Tourists keep perspective Souce: BBC Sport - 19-08-03 - Neil McKenzie

Throughout this tour we have had a catchphrase: You have to control the controllables.

The toss had a lot to do with the outcome at Trent Bridge but how the pitch plays is out of our hands.

We've just got to adapt and play to the best of our ability on that surface. The same will be true this week at Headingley.

Obviously the guys are upset about losing the third Test but we took a lot of positives out of it as well in terms of the way we played.

From a personal viewpoint it was great to get some runs and get back in the mix because it has been a long road for me with my back injury.

We were the underdogs having lost the toss but losing four wickets right at the beginning of the second innings was really what finished it.

Batting on that fourth evening was just a matter of survival: the ball was moving, it was getting dark, the bowlers were fresh and they had their tails up because of the wickets.

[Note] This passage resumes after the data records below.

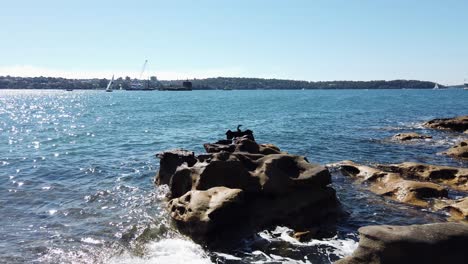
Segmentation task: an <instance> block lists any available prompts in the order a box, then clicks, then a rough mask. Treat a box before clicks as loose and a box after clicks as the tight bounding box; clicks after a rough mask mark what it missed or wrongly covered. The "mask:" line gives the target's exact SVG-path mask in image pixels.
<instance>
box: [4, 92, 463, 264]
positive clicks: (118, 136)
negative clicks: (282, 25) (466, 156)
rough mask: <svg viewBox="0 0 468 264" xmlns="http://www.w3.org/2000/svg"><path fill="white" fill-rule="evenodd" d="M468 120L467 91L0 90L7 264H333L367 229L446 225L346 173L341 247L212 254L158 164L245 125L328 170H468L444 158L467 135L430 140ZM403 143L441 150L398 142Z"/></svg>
mask: <svg viewBox="0 0 468 264" xmlns="http://www.w3.org/2000/svg"><path fill="white" fill-rule="evenodd" d="M462 114H468V92H467V91H463V90H381V91H378V90H369V91H367V90H329V91H328V90H306V91H300V90H297V91H265V90H255V91H237V90H234V91H192V92H156V91H155V92H145V91H141V92H125V91H123V92H120V91H116V92H113V93H105V92H103V91H73V92H65V91H52V90H50V91H39V90H16V91H13V90H0V153H1V155H0V215H1V218H0V262H6V263H25V262H27V263H184V262H190V263H212V262H213V263H216V262H218V263H249V262H253V261H258V263H279V262H289V263H309V262H311V263H317V262H318V263H326V262H331V261H334V260H336V259H338V258H340V257H342V256H345V255H348V254H350V253H351V252H352V251H353V250H354V248H355V247H356V246H357V243H356V242H355V241H357V239H358V238H357V231H356V230H357V228H359V227H360V226H364V225H369V224H412V223H428V222H434V221H443V220H444V217H445V216H444V215H443V213H431V212H425V211H422V210H421V209H418V208H415V207H411V206H406V205H401V204H397V203H394V202H390V201H387V200H384V199H382V198H380V197H377V196H375V195H373V194H371V193H368V192H367V191H365V190H364V189H363V188H362V187H360V186H358V185H355V184H353V183H352V182H351V181H350V180H349V179H346V178H345V177H343V176H342V175H340V174H339V173H337V172H335V173H333V181H334V183H333V187H334V188H335V189H336V190H337V193H338V196H339V198H340V200H341V202H342V203H343V206H344V208H345V209H346V210H347V211H348V212H349V213H350V215H349V216H348V217H347V218H346V219H344V220H342V221H340V222H339V223H338V224H337V225H336V227H335V228H334V229H333V230H331V231H330V232H329V236H327V237H324V238H323V239H314V240H312V241H309V242H305V243H299V242H297V241H295V240H293V239H292V238H291V237H290V230H288V229H287V228H286V227H273V228H272V229H271V230H264V231H263V232H260V233H258V234H255V235H253V236H252V237H249V238H246V240H245V241H242V243H240V244H239V245H238V246H236V248H227V249H223V250H220V251H217V252H212V251H209V250H207V249H205V248H204V247H203V246H201V245H197V244H195V243H193V242H192V241H190V239H188V238H186V237H184V236H182V235H180V234H179V233H178V232H177V231H176V230H175V229H173V228H172V226H171V224H170V220H169V218H168V215H167V213H166V212H165V211H164V209H163V208H164V202H163V201H164V199H163V198H164V195H165V192H166V191H167V190H166V189H165V188H164V187H159V188H158V187H155V186H154V185H153V183H152V180H153V176H154V175H155V173H156V171H157V170H158V166H159V165H158V160H156V158H155V156H154V155H155V154H156V153H157V152H158V151H162V150H165V149H172V148H185V149H191V150H194V151H196V152H202V151H203V147H202V144H203V143H206V142H213V141H216V140H217V139H221V138H223V136H224V132H225V131H226V130H227V129H234V128H235V127H236V126H237V125H238V124H243V125H244V128H249V129H252V130H253V131H254V133H255V137H256V139H257V141H258V142H262V143H273V144H275V145H277V146H279V147H280V148H281V149H282V150H285V151H288V152H290V153H295V154H300V155H304V156H306V157H307V158H308V159H309V160H310V161H313V162H319V163H322V164H326V163H330V162H335V161H339V160H344V159H351V160H354V161H357V162H361V163H372V162H379V163H396V162H402V161H418V162H426V163H433V164H444V165H445V164H446V165H456V166H464V167H466V166H467V164H466V163H463V162H460V161H457V160H453V159H451V158H449V157H446V156H443V155H439V154H437V153H438V152H441V151H444V150H445V149H447V148H448V147H450V146H451V145H453V144H454V143H455V142H456V141H457V140H460V139H461V138H462V137H463V135H461V134H456V133H449V132H441V131H434V130H426V129H424V128H423V127H422V126H421V124H422V122H424V121H426V120H429V119H431V118H437V117H451V116H456V115H462ZM400 132H420V133H427V134H430V135H432V136H433V139H431V140H425V141H418V142H416V143H411V144H399V143H396V142H393V141H391V140H389V137H391V136H392V135H394V134H396V133H400ZM453 195H456V194H453Z"/></svg>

I couldn't do anything about the ball that dismissed me the next morning - it kept low - but I thought if I'd kept in with Mark Boucher and matched his brilliant 50 we could still have been in a winning position.

Of course there are just two free days between the Tests. Back-to-back matches are quite tough but fortunately I had the first two off so it's a little easier.

Gary Kirsten had a hit on Tuesday and it seemed like he was OK, although they're still keeping an eye on him.

We won't know until Wednesday night who gets in but we've got seven quality batsmen for seven spots so the selectors are going to have their hands full.

Losing Shaun Pollock is a big blow but the guys back themselves enough to know we can win without any single player.

There are a few guys on the fringes who will get an opportunity and everyone else will have to take a bit more responsibility.

Whatever they say about the Headingley pitch we will not go for an all-seam attack. In any side you need variation.

Paul Adams bowled nicely in the last Test and it's going to be between him and Robin Peterson but I definitely think one will play.

In terms of training we have done nothing differently. We've still got the same sort of attitude, motivation and belief.

We had a winning draw in the first Test and played really well to win at Lord's. The last one could have gone either way.

Had we won the toss there is no doubt in my mind we would be 2-0 up at the moment and all the pressure would have been back on England.

But there is no point in making excuses; we're 1-1 and there are two to play. That last Test has just made the series more exciting.